15. I find that the inadequacy of findings in relation to the detailed expert evidence placed before the First-Tier together with the lack of reasoning surrounding the conflicting findings about the appellant's credibility amount to material errors of law. I consider the error to be material because had the Tribunal conducted a properly reasoned fact finding exercise, based on an analysis of the evidence, the outcome could have been different.
16. I therefore find that the decision is tainted by a material errors of law. I must set the decision aside.

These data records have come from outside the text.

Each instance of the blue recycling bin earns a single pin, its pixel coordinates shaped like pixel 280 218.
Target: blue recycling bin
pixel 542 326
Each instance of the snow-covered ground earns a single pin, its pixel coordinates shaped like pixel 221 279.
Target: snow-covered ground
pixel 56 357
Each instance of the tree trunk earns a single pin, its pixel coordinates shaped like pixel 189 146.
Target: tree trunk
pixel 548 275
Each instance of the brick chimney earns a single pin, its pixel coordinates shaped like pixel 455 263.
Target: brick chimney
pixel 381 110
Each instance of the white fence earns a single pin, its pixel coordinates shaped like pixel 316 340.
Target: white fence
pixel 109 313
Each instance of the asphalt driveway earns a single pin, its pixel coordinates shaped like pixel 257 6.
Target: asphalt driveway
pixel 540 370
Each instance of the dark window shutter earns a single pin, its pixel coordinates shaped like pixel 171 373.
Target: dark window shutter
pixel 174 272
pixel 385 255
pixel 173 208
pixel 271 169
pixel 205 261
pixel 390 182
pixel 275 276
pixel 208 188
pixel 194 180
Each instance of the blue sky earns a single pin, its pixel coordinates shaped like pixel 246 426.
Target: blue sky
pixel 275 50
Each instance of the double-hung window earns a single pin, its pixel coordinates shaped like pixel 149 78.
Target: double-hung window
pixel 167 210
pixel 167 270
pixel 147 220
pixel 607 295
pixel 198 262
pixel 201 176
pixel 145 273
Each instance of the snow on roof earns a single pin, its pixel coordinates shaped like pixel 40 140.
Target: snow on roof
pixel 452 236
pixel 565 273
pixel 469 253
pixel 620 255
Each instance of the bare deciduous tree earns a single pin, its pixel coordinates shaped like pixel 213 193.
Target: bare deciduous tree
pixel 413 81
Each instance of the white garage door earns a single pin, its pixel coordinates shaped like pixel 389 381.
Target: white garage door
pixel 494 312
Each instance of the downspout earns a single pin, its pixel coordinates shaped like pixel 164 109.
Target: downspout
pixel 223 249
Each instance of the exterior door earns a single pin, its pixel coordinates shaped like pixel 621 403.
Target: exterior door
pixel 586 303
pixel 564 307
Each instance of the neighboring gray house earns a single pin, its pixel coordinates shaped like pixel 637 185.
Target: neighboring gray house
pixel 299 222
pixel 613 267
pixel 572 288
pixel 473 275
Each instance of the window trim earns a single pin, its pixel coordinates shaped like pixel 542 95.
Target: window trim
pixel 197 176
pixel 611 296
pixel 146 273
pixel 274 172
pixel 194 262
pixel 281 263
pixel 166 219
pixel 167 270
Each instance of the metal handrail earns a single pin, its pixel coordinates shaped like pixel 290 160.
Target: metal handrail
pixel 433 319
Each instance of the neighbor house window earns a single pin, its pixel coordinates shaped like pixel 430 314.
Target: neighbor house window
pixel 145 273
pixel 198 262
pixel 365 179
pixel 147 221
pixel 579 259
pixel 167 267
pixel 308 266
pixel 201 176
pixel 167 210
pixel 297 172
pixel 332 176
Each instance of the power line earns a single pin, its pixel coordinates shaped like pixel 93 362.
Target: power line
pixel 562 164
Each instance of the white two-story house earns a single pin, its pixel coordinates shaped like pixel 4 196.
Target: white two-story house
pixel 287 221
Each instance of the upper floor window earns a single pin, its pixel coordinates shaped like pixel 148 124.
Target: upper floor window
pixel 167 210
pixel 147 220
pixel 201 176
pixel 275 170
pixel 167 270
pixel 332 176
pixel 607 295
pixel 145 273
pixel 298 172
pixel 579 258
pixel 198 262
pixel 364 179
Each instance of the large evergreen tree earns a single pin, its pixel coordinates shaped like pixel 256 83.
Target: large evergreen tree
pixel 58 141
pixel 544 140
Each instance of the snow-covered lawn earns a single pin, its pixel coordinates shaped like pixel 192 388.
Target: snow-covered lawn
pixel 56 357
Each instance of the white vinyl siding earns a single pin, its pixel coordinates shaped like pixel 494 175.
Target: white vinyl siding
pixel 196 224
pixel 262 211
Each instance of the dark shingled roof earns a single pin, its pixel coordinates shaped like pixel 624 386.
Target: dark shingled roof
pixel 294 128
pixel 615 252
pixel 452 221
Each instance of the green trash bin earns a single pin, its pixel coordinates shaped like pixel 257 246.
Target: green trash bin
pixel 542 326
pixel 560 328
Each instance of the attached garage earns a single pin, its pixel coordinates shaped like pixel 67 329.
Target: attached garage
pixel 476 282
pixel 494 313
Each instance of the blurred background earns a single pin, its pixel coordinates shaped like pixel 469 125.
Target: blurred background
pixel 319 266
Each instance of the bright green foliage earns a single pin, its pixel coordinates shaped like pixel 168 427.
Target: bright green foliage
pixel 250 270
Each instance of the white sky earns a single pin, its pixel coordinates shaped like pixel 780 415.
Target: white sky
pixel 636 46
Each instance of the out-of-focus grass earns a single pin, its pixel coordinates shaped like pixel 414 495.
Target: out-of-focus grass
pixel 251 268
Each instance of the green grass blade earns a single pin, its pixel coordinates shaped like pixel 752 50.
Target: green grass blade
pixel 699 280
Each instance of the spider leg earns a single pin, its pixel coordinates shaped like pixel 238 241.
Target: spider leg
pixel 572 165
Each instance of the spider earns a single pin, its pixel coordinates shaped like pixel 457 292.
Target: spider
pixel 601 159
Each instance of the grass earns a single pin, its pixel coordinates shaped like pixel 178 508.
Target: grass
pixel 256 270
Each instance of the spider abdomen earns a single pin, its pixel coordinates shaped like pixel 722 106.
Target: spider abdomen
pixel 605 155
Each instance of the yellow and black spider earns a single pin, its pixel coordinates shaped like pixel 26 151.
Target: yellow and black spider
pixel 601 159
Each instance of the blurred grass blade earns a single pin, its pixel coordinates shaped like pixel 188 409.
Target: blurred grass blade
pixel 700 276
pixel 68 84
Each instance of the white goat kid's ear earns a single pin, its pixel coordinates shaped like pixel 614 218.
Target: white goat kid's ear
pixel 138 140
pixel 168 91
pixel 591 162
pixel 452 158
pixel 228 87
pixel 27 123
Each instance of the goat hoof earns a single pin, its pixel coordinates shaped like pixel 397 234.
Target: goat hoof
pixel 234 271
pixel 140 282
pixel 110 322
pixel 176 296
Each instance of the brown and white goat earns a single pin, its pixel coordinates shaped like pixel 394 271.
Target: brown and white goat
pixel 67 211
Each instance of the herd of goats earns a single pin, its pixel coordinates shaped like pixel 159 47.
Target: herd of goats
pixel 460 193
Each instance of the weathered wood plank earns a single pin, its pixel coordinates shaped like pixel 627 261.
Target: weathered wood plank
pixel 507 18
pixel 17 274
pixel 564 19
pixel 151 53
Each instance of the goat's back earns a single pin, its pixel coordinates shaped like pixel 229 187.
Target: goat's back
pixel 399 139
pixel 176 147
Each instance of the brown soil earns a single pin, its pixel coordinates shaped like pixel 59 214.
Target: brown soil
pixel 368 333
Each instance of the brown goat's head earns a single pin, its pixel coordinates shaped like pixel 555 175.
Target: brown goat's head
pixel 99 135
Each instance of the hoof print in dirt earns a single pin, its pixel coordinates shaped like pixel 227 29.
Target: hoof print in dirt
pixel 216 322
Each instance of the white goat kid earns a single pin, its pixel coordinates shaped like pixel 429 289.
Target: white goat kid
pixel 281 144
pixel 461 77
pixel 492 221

Remittal to First-Tier Tribunal
17. Under Part 3 paragraph 7.2(b) of the Upper Tribunal Practice Statement of the 25th of September 2012 a case may be remitted to the First Tier Tribunal if the Upper Tribunal is satisfied that:

(a) the effect of the error has been to deprive a party before the First-tier Tribunal of a fair hearing or other opportunity for that party's case to be put to and considered by the First-tier Tribunal; or
(b) the nature or extent of any judicial fact finding which is necessary in order for the decision in the appeal to be re-made is such that, having regard to the overriding objective in rule 2, it is appropriate to remit the case to the First-tier Tribunal.
18. Both Ms Smith and Mr Tarlow agreed that if I find a material error of law, this case should be remitted to the First-tier because the appellant has an outstanding appeal before the First-tier and it is desirable that both matters be dealt with together. In this case I have determined that the case should be remitted because of the nature and extent of the fact finding exercise necessary to reach a just decision in these appeals. None of the findings of fact are to stand; a complete re-hearing is necessary.
19. I remit the matter to the First-tier Tribunal sitting at Taylor House to be heard before any First-tier Judge other than Judge Aujla.
CONCLUSION
Decision
20. The decision of the First-tier Tribunal is tainted by material errors of law.
21. I set the decision aside. The appeal is remitted to the First Tier Tribunal to be determined of new.